Exposição composta por fotografias de achados e fósseis retrata finitude

outubro de 2010
divulgação/fotógrafo orlando azevedo
Falar sobre a morte ajuda a elaborar a ideia da finitude e, ao mesmo tempo, provoca desconforto. Segundo Freud, a maioria de nós não crê na própria morte – já que não temos essa representação psíquica – e, inconscientemente, estamos convencidos da nossa imortalidade. Não por acaso, tantos artistas usam esse tema como pano de fundo para suas criações. É o caso do fotógrafo português Orlando Azevedo, que há mais de duas décadas recolhe objetos e restos de animais da praia.

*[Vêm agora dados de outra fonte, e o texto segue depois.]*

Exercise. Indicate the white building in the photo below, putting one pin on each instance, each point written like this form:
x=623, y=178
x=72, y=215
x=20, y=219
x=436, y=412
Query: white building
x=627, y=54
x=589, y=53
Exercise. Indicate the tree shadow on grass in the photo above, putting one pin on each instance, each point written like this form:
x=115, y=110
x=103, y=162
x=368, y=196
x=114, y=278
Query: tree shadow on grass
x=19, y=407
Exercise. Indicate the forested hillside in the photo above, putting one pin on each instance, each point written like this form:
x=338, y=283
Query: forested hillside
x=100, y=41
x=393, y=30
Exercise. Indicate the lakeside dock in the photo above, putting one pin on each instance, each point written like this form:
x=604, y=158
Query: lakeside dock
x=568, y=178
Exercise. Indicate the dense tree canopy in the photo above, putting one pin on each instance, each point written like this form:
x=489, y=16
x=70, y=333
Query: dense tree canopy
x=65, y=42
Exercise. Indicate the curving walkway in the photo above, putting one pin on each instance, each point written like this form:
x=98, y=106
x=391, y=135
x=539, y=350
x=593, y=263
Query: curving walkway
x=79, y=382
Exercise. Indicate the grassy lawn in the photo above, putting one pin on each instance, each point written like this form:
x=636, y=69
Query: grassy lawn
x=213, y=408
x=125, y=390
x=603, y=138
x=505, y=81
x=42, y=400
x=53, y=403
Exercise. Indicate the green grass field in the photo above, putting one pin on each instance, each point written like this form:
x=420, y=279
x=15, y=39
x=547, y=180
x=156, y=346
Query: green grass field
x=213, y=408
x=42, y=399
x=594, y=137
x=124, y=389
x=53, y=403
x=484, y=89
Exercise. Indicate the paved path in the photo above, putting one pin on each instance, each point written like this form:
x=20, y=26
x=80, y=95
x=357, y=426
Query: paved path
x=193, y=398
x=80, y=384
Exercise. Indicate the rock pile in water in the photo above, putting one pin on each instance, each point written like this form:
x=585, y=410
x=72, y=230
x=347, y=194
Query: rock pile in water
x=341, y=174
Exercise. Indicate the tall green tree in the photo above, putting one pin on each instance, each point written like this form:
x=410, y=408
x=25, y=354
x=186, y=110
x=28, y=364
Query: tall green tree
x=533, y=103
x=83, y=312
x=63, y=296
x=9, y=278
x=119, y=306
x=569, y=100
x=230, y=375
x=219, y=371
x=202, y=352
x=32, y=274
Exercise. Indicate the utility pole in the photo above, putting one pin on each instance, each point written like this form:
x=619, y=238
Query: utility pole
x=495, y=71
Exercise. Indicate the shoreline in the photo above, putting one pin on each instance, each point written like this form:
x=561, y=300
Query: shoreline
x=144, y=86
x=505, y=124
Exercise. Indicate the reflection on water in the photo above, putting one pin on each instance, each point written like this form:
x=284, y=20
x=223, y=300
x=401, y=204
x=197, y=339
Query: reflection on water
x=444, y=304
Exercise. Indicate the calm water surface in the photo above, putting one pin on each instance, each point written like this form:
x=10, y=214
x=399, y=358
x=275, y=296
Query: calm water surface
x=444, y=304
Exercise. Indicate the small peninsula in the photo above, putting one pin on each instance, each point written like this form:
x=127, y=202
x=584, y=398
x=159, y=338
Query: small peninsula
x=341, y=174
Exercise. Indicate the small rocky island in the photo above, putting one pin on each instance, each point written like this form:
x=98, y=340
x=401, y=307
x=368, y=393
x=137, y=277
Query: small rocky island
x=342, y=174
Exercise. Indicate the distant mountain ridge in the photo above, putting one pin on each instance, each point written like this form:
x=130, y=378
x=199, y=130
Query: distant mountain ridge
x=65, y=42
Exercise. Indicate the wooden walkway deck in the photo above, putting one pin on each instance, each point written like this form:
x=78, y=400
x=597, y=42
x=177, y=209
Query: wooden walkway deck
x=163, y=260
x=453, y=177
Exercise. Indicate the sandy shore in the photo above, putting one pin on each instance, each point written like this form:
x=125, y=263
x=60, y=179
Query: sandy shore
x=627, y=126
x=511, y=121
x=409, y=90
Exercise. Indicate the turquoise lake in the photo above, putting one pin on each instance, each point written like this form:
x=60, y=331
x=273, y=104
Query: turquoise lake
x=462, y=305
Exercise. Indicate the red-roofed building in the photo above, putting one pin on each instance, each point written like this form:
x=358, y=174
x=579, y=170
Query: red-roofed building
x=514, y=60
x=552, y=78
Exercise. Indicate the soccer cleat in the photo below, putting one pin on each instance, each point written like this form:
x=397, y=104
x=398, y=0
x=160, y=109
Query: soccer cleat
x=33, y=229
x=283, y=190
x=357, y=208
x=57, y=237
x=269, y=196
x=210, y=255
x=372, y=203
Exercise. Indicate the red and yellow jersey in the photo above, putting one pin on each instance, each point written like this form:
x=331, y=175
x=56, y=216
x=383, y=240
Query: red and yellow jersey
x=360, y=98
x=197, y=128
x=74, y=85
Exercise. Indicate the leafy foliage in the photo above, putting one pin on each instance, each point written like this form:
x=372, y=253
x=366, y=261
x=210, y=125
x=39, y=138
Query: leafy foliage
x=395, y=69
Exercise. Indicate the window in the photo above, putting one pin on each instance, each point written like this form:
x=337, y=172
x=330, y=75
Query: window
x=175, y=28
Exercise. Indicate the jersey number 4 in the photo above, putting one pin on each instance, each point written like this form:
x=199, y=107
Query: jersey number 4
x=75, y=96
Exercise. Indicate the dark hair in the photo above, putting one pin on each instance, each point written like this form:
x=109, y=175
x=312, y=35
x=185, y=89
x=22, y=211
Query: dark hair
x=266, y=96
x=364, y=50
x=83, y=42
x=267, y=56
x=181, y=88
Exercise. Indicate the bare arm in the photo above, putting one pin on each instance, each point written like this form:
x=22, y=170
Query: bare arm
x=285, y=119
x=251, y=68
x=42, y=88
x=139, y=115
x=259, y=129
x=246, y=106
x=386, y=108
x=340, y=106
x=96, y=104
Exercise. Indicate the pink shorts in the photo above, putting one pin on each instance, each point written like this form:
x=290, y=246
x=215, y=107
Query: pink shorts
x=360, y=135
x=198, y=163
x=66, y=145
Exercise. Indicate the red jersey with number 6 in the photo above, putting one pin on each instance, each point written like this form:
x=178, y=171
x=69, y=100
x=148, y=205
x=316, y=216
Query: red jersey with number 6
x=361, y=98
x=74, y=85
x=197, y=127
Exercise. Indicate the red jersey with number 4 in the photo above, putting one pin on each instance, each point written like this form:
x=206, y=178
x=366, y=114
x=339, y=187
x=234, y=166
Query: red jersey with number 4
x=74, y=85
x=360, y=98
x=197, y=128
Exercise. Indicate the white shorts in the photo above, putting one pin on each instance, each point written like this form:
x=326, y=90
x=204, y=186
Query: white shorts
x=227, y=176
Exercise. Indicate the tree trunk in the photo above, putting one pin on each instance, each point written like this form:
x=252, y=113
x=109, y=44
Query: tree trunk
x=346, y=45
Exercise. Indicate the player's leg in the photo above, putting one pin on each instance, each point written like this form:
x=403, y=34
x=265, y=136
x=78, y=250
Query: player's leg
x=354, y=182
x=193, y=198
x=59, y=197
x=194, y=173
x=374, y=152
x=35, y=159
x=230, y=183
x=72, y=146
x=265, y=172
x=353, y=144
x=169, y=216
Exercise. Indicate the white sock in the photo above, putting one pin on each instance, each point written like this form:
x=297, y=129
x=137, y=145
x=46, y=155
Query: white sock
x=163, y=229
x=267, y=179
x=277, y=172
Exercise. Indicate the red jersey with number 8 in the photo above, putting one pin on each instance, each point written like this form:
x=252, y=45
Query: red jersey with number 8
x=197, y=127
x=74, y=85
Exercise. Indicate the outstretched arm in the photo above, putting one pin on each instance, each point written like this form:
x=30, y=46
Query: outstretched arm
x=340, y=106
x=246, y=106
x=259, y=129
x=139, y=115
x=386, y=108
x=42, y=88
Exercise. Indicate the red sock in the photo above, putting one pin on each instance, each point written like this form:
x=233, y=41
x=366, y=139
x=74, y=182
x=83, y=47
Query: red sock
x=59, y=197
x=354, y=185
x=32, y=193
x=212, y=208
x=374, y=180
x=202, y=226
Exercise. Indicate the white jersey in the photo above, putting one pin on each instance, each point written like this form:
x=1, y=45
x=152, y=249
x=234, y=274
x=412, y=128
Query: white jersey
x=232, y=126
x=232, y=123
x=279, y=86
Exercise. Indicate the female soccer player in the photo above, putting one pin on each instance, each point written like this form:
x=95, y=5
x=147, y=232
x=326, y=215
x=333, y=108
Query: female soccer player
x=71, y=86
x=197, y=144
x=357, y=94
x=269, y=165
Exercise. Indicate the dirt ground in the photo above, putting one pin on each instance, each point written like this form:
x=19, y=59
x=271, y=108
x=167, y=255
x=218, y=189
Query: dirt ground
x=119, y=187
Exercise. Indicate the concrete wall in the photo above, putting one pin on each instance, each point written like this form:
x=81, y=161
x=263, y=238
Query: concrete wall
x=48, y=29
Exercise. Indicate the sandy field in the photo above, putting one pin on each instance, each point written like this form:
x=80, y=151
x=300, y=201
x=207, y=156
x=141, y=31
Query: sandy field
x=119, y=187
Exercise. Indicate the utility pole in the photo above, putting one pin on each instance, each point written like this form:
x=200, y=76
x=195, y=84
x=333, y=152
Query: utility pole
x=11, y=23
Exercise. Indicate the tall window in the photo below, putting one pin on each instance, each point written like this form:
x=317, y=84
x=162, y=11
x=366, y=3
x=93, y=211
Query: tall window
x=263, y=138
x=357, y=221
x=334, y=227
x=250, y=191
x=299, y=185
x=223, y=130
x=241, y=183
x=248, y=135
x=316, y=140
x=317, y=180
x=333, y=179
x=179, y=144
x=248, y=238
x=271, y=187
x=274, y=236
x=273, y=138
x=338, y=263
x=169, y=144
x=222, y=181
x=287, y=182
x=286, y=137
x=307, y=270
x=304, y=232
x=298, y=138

Esses resquícios que o mar devolve à terra foram ponto de partida para a produção de Marinhas – Arqueologia da morte, exposição composta por 33 fotografias de achados e fósseis. O artista apresenta seu olhar sobre o fim da vida – pelo menos na forma como a conhecemos. Aludindo à ideia de transitoriedade, a arqueologia de Azevedo fala de restos de um tempo que não volta mais. Para o fotógrafo, suas imagens são um mergulho na poética do ciclo de transformação. A mostra é itinerante e fica até o final de novembro no Museu Oscar Niemeyer, em Curitiba. Depois segue para São Paulo, Rio de Janeiro, Brasília e Portugal.